4 Replies Latest reply on Sep 18, 2003 4:26 PM by mtb2ride

    Finding an Application Property file

    jebrick

      I'm porting a J2EE App to JBoss and have run into a configuration problem. The .EAR file contains a .property file that the App looks for at startup. On the two other app servers that this App has been deployed on I could just set a directory location that the file would deploy to but I can't seem to find that in JBoss.

      I will not change the .EAR file if i can help it. This runs on two other servers as is. The more work/changes I have to do the less likely it will be that I can get the powers-that-be to allow JBoss as an alternative.

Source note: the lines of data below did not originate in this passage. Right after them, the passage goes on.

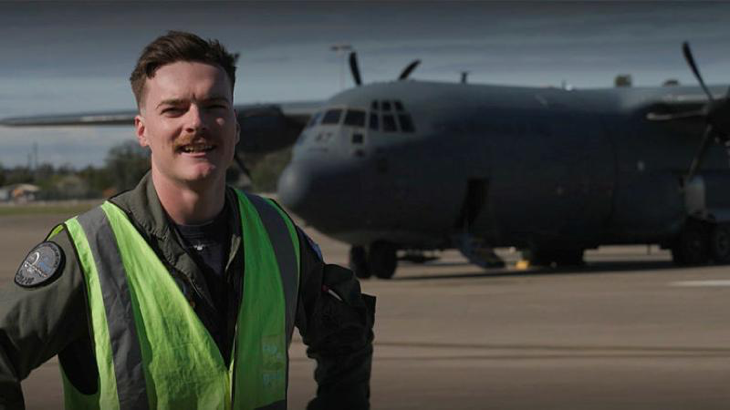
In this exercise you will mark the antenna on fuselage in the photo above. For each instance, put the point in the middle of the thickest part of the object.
(464, 76)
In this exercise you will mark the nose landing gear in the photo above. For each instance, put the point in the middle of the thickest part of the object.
(701, 243)
(380, 259)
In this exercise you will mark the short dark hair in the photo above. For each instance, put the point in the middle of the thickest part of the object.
(179, 46)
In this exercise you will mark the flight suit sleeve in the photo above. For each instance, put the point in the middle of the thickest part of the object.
(336, 323)
(36, 323)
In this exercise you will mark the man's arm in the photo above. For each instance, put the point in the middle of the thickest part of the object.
(36, 323)
(336, 323)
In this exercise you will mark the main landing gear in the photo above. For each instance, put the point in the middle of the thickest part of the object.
(380, 259)
(701, 243)
(554, 257)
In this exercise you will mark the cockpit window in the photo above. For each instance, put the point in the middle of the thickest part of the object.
(332, 117)
(374, 121)
(406, 123)
(315, 118)
(389, 123)
(355, 118)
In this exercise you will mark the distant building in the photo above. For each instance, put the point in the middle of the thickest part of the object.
(623, 80)
(19, 193)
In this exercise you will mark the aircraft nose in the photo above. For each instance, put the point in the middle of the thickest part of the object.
(327, 196)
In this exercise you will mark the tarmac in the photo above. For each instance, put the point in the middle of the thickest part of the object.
(627, 331)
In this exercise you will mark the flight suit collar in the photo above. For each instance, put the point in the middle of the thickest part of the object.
(145, 210)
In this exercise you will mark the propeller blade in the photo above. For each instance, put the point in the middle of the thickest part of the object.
(652, 116)
(408, 70)
(691, 61)
(697, 160)
(355, 69)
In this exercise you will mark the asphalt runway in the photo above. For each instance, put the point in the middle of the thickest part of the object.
(627, 331)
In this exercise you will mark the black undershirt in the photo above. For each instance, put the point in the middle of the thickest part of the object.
(209, 245)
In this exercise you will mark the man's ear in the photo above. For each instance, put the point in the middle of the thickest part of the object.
(141, 131)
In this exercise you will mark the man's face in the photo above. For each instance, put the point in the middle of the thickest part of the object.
(187, 120)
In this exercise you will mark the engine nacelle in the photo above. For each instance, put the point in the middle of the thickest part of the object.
(266, 129)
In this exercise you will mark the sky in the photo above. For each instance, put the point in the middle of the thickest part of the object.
(75, 57)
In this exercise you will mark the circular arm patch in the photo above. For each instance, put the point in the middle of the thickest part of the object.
(42, 265)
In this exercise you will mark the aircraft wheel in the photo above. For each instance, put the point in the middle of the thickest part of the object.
(559, 257)
(383, 259)
(569, 257)
(359, 262)
(720, 244)
(692, 247)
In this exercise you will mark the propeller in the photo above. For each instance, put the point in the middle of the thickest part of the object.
(355, 69)
(710, 112)
(408, 70)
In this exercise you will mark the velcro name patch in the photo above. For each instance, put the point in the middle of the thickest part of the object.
(41, 267)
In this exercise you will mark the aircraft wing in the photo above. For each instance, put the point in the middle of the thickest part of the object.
(264, 127)
(681, 106)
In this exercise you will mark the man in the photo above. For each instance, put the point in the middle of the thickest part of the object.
(183, 293)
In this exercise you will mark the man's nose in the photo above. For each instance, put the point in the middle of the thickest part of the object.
(195, 119)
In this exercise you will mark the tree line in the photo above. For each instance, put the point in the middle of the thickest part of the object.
(124, 165)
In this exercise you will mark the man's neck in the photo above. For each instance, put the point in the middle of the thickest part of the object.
(190, 205)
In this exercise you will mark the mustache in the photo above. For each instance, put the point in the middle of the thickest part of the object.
(192, 139)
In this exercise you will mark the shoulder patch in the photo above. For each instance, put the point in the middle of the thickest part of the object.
(42, 265)
(314, 246)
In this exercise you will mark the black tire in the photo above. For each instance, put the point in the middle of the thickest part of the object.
(559, 257)
(692, 247)
(720, 244)
(359, 262)
(383, 259)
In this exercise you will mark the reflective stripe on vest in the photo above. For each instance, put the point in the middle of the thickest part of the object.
(151, 349)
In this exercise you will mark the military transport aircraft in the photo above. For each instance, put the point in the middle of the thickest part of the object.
(414, 166)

      Should/Can I set up a conf file to tell JBoss where to deploy the App so I can tell where the .property file is?

      Is there a setting/mbean to set up a deployment directory.

      Anysuggestion as to solving this would be very helpfull.

      thanks

        • 1. Re: Finding an Application Property file
          sbahal

          The way I do it is in JBoss:
          InputStream stream = ( this).getClass().getClassLoader().getResourceAsStream(propFile);

          I put the propFile in the conf directory.
          HTH
          Sanjay

          • 2. Re: Finding an Application Property file
            jebrick

            It also appears that I could use the SystemPropertiesService to set the location but it does not accually answer the problem.

            This means that I must do different deploys. One for the .EAR and one for the property file. I was hopping that I could set a conf file to tell it where to deploy but it does not seem to be the case as JBoss doers not really deploy the files other than in a tmp directory.

            • 3. Re: Finding an Application Property file
              jonlee

              J2EE does not mandate that a deployment must manifest the physical files.

              For example the deployment may defined as a network resource, perhaps on a remote file system or as stored on a database as a stored BLOB. You would probably find that your application would not work in a production SilverStream server as the deployment packages are normally stored in the database - no physical files are ever produced and hence no "real path" for any files packaged in the deployment.

              If you look at the Servlet spec for getRealPath, you will find that it can acceptably return null if no real path exists, which may happen if there are no physical artefacts from the deployment - no local files and directories for the full deployment.

              You could deploy the application as an unpacked distribution in JBoss. This results in a full manifestation of the files and file structures. However, for complete portability for any application server, you would normally use the getResourceAsStream as this is guaranteed AFAIK to obtain a handle to a resource in a deployment.

              SUN JDC and JavaGuru discuss this topic in greater depth.

              • 4. Re: Finding an Application Property file
                mtb2ride

                I'm loading xml files and using the commons digester to build objects based on the xml files. In this case I was successful in using getResourceAsStream("/WEB-INF/menus/roaming_menu.xml")
                to retrieve a valid InputStream and pass it into the digester for parsing.

                So, yes, getResourceAsStream() works.